The police and prosecution argued Patler's motive was to get revenge on Rockwell for expelling him. Another possible motive was anger at Rockwell for not defending him from members of the party who insulted his ethnicity, especially Koehl and Pierce. Frederick J. Simonelli, author of a biography of Rockwell, doubted the latter motive, as Rockwell had actually favored Patler in this dispute. Another theory was vengeance for Rockwell having an affair with Patler's wife, though this was never mentioned at the trial, and after Patler learned of the affair he sent Rockwell a letter telling him he was fine with it. The prosecution also argued he had been the perpetrator of a prior assassination attempt in June of that year.

Despite the evidence, several members of the far-right refused to believe that Patler had killed him, though most did. The evidence against him was primarily circumstantial. Despite a few unsubstantiated rumors about different members of the party organizing the murder and Patler's maintaining of his own innocence, Patler was convicted of first degree murder on December 16, 1967. The prosecutor requested a death sentence, but the jury recommended 20 years. Patler was sentenced to 20 years in prison in December 1967 by Arlington Circuit Court Judge Charles Russell.

Shortly after being convicted, Patler appealed his murder conviction to the Supreme Court of Virginia and during his appeal process was out on bail.

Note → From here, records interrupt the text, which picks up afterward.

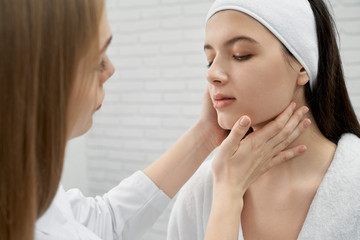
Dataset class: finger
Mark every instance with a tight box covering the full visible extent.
[273,118,311,154]
[258,102,296,142]
[219,116,251,154]
[266,145,307,170]
[269,106,309,146]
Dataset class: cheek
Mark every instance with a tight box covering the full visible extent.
[235,55,296,124]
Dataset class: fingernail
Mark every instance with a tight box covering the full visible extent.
[303,107,309,114]
[304,119,311,128]
[240,116,250,127]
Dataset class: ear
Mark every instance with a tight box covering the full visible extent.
[296,66,310,86]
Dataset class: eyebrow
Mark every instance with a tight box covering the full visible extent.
[100,35,112,53]
[204,36,259,50]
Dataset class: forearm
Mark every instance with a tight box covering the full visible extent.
[204,184,243,240]
[144,123,214,198]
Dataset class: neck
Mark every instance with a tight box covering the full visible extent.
[253,108,336,184]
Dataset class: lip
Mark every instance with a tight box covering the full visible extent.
[213,94,236,109]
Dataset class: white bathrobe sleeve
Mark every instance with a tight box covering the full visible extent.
[167,161,213,240]
[66,171,170,240]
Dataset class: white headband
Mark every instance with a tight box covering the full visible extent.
[206,0,319,89]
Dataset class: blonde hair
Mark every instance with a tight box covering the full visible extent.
[0,0,104,240]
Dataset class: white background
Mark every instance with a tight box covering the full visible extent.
[62,0,360,240]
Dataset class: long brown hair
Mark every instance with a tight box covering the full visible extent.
[284,0,360,144]
[0,0,104,240]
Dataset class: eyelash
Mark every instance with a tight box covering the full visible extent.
[207,54,252,68]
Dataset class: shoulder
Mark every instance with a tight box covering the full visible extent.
[179,160,213,200]
[336,133,360,159]
[329,133,360,176]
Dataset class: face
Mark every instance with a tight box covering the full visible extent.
[204,10,308,129]
[69,9,114,138]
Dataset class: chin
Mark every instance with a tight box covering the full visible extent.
[70,119,92,139]
[218,115,237,130]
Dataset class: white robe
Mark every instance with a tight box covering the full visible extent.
[168,134,360,240]
[35,171,170,240]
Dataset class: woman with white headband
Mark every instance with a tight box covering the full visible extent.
[168,0,360,240]
[0,0,309,240]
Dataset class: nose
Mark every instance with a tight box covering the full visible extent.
[100,55,115,84]
[206,60,228,85]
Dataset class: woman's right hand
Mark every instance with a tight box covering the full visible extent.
[212,103,311,195]
[205,103,311,240]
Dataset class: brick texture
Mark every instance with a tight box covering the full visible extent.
[63,0,360,240]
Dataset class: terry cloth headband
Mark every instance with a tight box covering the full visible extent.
[206,0,319,89]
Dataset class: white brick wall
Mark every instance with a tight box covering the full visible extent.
[77,0,360,240]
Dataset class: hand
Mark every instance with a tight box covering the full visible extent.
[198,87,229,151]
[212,103,311,198]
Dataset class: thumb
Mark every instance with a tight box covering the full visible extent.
[220,115,251,154]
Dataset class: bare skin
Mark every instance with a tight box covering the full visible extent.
[205,10,336,240]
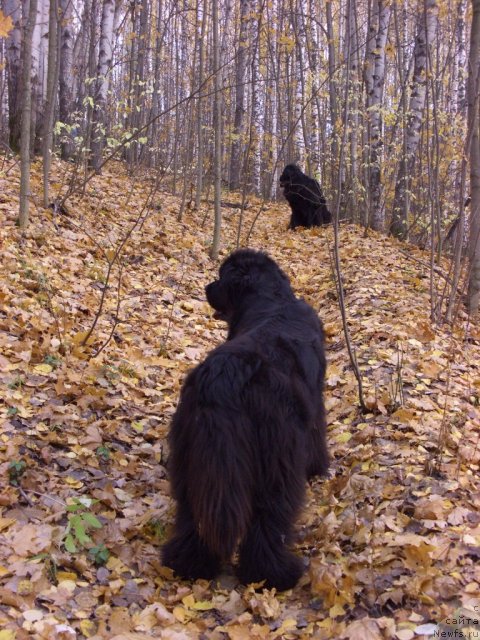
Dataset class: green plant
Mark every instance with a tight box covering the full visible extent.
[43,354,62,369]
[7,376,25,389]
[63,496,103,553]
[8,460,27,487]
[88,543,110,567]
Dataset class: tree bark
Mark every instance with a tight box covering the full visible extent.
[42,0,58,207]
[230,0,250,190]
[91,0,115,173]
[210,0,222,260]
[365,0,391,231]
[3,0,22,151]
[58,0,73,160]
[467,0,480,315]
[18,0,37,229]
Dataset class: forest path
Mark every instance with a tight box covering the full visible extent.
[0,156,480,640]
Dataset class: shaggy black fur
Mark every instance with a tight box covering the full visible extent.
[162,249,328,590]
[280,164,332,229]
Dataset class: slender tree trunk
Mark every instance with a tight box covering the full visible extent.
[58,0,73,160]
[210,0,222,260]
[365,0,391,231]
[325,0,342,208]
[195,0,207,209]
[3,0,22,151]
[390,0,438,240]
[467,0,480,315]
[230,0,251,190]
[18,0,37,229]
[42,0,58,207]
[91,0,115,172]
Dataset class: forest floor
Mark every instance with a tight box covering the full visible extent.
[0,156,480,640]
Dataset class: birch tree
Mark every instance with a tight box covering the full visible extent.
[365,0,391,231]
[210,0,222,260]
[42,0,58,207]
[390,0,438,239]
[91,0,115,171]
[3,0,22,151]
[58,0,73,160]
[467,0,480,314]
[230,0,251,189]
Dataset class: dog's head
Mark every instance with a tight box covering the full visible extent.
[205,249,293,324]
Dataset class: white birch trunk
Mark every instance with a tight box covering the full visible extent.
[467,0,480,315]
[390,0,438,239]
[3,0,22,151]
[365,0,391,231]
[91,0,115,171]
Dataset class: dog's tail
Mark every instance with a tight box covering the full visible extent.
[187,354,254,560]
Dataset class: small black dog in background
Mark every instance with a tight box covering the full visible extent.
[162,249,328,591]
[280,164,332,229]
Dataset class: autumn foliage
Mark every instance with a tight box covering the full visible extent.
[0,162,480,640]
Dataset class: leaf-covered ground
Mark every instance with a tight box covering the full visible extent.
[0,156,480,640]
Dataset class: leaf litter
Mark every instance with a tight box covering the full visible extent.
[0,158,480,640]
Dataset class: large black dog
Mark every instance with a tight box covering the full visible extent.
[280,164,332,229]
[162,249,328,590]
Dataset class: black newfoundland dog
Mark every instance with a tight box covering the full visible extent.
[162,249,328,590]
[280,164,332,229]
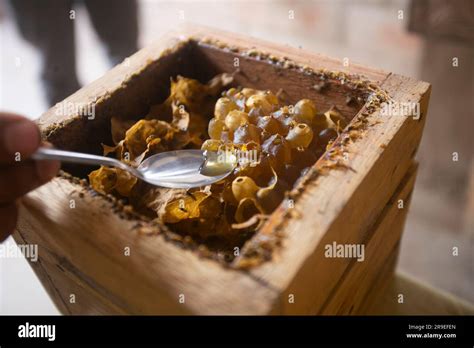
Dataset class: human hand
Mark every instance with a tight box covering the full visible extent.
[0,112,60,242]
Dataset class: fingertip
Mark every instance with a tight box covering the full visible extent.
[0,202,18,243]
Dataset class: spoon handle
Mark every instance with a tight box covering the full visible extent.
[31,147,128,169]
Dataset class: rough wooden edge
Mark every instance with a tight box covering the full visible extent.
[16,24,430,316]
[251,75,430,312]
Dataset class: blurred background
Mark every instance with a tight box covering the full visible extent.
[0,0,474,314]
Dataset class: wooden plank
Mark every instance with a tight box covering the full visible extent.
[318,164,417,315]
[252,71,430,313]
[12,23,429,314]
[360,272,474,315]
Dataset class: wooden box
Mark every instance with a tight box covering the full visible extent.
[15,26,430,314]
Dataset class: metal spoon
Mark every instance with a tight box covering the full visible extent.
[32,147,236,189]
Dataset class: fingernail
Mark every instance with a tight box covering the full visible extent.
[4,121,41,155]
[36,160,61,183]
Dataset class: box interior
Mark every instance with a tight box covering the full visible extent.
[46,40,365,258]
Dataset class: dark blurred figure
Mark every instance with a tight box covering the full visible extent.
[10,0,138,105]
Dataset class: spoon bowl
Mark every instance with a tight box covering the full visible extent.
[32,147,236,189]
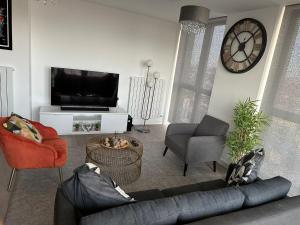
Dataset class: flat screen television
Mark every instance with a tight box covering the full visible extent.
[51,67,119,109]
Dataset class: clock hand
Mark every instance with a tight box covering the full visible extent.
[225,50,239,64]
[233,31,241,44]
[244,28,259,44]
[243,50,251,64]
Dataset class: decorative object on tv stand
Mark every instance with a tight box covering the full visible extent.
[179,5,209,34]
[226,98,270,164]
[136,60,160,133]
[0,0,12,50]
[36,0,56,5]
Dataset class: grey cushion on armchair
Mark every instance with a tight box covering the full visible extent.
[165,115,229,173]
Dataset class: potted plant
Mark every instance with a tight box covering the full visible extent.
[74,123,80,131]
[226,98,270,166]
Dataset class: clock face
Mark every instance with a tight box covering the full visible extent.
[221,18,267,73]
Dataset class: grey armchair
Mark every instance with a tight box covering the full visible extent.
[163,115,229,176]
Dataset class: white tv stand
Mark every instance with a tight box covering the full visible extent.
[40,106,128,135]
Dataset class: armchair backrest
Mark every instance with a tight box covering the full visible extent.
[194,115,229,136]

While free, Patler sued a member of the ANP for libel in 1969; the ANP member told the Federal Bureau of Investigation that the gun used in Rockwell's assassination had been stolen by Patler. Patler won the suit and received a $15,000 judgement. Patler's appeal against his murder sentence was unsuccessful, and he was sent to prison in 1970. He continued trying to appeal; in June 1972, the Supreme Court of the United States unanimously turned down an appeal. Patler was paroled in August 1975, having served less than eight years of his sentence. In 1976, he was charged with trespassing and possession of marijuana; his trespassing charge was later dismissed. After violating his parole, he received an additional six-year sentence.

== Later life ==
In 1970, Patsalos was reportedly using his old name again, and contributing to a Spanish-language newspaper called El Pueblo, condemning racism in an editorial. He also described his former racism as being due to his thoughts "that [he] was inferior" and that he was "dark and ugly". In a 1970 article, Patsalos said, "I think [members of the National Socialist White People's Party are] always watching me ... so I never go any place without looking behind me", along with claiming "I think one of them may be the guy who really killed Rockwell". He maintains he did not kill Rockwell.

In the early 1970s, Patsalos attended art classes at Radford College under a study-release program, although in 1975 a temporary ban was imposed on enrollment of prisoners and parolees, after college officials learned who he was, while claiming they did not know about the program. The ACLU disputed the ban, but did not dispute the college's subsequent refusal to give Patsalos a dorm. In 1978, media outlets reported Patsalos was attempting to get a name change back to his original name.

In a 2012 book, Nicholas Patler, the son of Patsalos, recalled his father expressing regret for his time in the American Nazi Party, with him saying "I should have been with Dr. King and the Civil Rights people back then. They were truly my people, not those Nazis." His son Nicholas Patler became a historian and authored a book on the civil rights movement, Jim Crow and the Wilson Administration, in 2004.

In 2017, The Washington Post described Patsalos as a "staunch online defender of Donald Trump". Patsalos praised the marchers at the Unite the Right rally. He refused multiple interview requests from the newspaper.